Ab-initio evaluation tuning

asanjuan · Post by **asanjuan** » Thu Aug 31, 2017 12:27 pm

Evert wrote: 4. In the evaluation, I have fixed the value of a pawn in the end game (VALUE_P_EG) at 256. This fixes the scale for the evaluation, which is otherwise arbitrary.

There's no need to do that. You are biasing the result. The function is not arbitrary at all.
Probably if the resulting "real" value for the pawn should be less than a pawn, the regression algorithm will lower the rest of the pieces to fit the value of the whole set to the game outcomes.

I could be wrong, but I think you should let the algorithm to fit the pawn endgame value too. If I am right you will see the pawn endgame value lowering and endgame middle pieces raise to something similar to middlegame values.

Evert · Post by **Evert** » Thu Aug 31, 2017 12:30 pm

hgm wrote: Actually he might have gotten it from me: I remember a thread here where I proposed a Bishop-dependent Pawn value, to be handled through the Pawn hash. Upon which Tord remarked that we needed a Pawn-dependent Bishop value, and that I pointed out this is the same, and just a quadratic cross term between Bishops and Pawns.

I never knew that!
I remember I read a forum post by Tord about the quadratic form used in Glaurung years ago, but I don't remember what forum it was on (it wasn't this one, might have been WB) but I can't find it now. All I remember from it is that he said it was a generalisation of the bishop pair bonus to other piece types.

Evert · Post by **Evert** » Thu Aug 31, 2017 12:40 pm

asanjuan wrote: There's no need to do that. You are biasing the result. The function is not arbitrary at all.
Probably if the resulting "real" value for the pawn should be less than a pawn, the regression algorithm will lower the rest of the pieces to fit the value of the whole set to the game outcomes.

I could be wrong, but I think you should let the algorithm to fit the pawn endgame value too. If I am right you will see the pawn endgame value lowering and endgame middle pieces raise to something similar to middlegame values.

I can give it a shot, but I'm not convinced. Piece values are arbitrary up to a scale factor, which I fixed by setting the Pawn EG value. Allowing that to vary as well is equivalent to scaling the whole evaluation, which doesn't actually matter.

...

On second thought, that's what the constant in the logistic function does as well (fix the conversion of evaluation score to game outcome), so fixing both for the tuning algorithm might be wrong. I'll investigate that.

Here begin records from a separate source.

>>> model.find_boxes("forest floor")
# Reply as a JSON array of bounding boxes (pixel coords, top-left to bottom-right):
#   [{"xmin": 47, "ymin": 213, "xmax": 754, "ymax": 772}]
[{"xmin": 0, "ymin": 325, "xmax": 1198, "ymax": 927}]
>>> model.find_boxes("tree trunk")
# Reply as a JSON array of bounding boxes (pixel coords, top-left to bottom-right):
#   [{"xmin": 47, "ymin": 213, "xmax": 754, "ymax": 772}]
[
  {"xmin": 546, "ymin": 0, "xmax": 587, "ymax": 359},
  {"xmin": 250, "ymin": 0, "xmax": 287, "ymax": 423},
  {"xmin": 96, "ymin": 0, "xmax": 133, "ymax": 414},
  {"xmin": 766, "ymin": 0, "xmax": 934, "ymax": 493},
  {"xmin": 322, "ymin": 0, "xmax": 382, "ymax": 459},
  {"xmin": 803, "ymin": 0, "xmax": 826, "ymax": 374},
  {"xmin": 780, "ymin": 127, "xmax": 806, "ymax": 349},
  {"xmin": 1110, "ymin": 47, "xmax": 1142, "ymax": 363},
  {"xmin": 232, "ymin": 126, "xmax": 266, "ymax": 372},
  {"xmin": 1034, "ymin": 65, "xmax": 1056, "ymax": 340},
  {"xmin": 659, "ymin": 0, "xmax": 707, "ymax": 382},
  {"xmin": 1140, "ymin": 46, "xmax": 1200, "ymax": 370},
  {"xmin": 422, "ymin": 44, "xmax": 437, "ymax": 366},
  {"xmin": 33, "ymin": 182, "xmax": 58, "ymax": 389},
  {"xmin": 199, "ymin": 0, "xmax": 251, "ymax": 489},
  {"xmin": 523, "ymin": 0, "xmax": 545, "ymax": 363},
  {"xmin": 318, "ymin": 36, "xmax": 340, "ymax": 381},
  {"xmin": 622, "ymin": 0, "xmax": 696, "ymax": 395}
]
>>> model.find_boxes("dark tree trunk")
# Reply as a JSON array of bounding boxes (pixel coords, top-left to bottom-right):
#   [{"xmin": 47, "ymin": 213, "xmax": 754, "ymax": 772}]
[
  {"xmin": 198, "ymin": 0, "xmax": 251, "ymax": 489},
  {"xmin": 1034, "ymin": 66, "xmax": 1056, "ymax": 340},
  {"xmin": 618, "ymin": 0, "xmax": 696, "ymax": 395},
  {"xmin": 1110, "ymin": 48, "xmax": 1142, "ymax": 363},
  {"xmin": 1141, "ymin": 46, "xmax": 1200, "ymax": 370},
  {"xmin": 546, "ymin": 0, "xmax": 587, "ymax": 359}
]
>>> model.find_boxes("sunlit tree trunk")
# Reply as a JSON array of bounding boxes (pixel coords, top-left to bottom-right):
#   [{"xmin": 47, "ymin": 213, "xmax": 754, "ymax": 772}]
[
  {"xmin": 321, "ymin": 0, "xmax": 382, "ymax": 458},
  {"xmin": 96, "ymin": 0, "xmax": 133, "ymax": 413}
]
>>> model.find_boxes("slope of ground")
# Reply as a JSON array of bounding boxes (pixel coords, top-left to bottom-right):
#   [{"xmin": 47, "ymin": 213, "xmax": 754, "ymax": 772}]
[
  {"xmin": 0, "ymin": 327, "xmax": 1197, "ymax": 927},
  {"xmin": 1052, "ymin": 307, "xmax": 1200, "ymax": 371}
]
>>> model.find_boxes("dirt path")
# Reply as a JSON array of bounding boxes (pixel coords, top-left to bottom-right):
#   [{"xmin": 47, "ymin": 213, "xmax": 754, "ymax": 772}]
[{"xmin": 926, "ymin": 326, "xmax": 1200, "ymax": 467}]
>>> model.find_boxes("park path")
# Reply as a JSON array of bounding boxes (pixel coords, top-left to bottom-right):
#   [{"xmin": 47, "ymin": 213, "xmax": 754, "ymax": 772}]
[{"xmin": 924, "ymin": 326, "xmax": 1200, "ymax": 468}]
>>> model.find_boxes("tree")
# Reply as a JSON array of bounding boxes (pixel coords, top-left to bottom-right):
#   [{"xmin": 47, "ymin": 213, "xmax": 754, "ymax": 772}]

asanjuan · Post by **asanjuan** » Thu Aug 31, 2017 12:48 pm

Evert wrote:
asanjuan wrote: There's no need to do that. You are biasing the result. The function is not arbitrary at all.
Probably if the resulting "real" value for the pawn should be less than a pawn, the regression algorithm will lower the rest of the pieces to fit the value of the whole set to the game outcomes.

I could be wrong, but I think you should let the algorithm to fit the pawn endgame value too. If I am right you will see the pawn endgame value lowering and endgame middle pieces raise to something similar to middlegame values.
I can give it a shot, but I'm not convinced. Piece values are arbitrary up to a scale factor, which I fixed by setting the Pawn EG value. Allowing that to vary as well is equivalent to scaling the whole evaluation, which doesn't actually matter.

...

On second thought, that's what the constant in the logistic function does as well (fix the conversion of evaluation score to game outcome), so fixing both for the tuning algorithm might be wrong. I'll investigate that.

you are fitting game outcomes (1, 0 or 0.5) over
f(x) = 1/(1+exp(-k*x))

The pawn value shoud be the result of the optimisation process, not an arbitray number. Your goal is to minimize that function, not to obtain 1.00 for the pawn value, wich is a "cosmetic" result. So: you need to tune ALL parameter values.

For the record: Rhetoric uses also k=1 and I tune EVERY parameter.

Just try.

asanjuan · Post by **asanjuan** » Thu Aug 31, 2017 1:02 pm

asanjuan wrote:
Evert wrote:
asanjuan wrote: There's no need to do that. You are biasing the result. The function is not arbitrary at all.
Probably if the resulting "real" value for the pawn should be less than a pawn, the regression algorithm will lower the rest of the pieces to fit the value of the whole set to the game outcomes.

I could be wrong, but I think you should let the algorithm to fit the pawn endgame value too. If I am right you will see the pawn endgame value lowering and endgame middle pieces raise to something similar to middlegame values.
I can give it a shot, but I'm not convinced. Piece values are arbitrary up to a scale factor, which I fixed by setting the Pawn EG value. Allowing that to vary as well is equivalent to scaling the whole evaluation, which doesn't actually matter.

...

On second thought, that's what the constant in the logistic function does as well (fix the conversion of evaluation score to game outcome), so fixing both for the tuning algorithm might be wrong. I'll investigate that.
you are fitting game outcomes (1, 0 or 0.5) over
f(x) = 1/(1+exp(-k*x))

The pawn value shoud be the result of the optimisation process, not an arbitray number. Your goal is to minimize that function, not to obtain 1.00 for the pawn value, wich is a "cosmetic" result. So: you need to tune ALL parameter values.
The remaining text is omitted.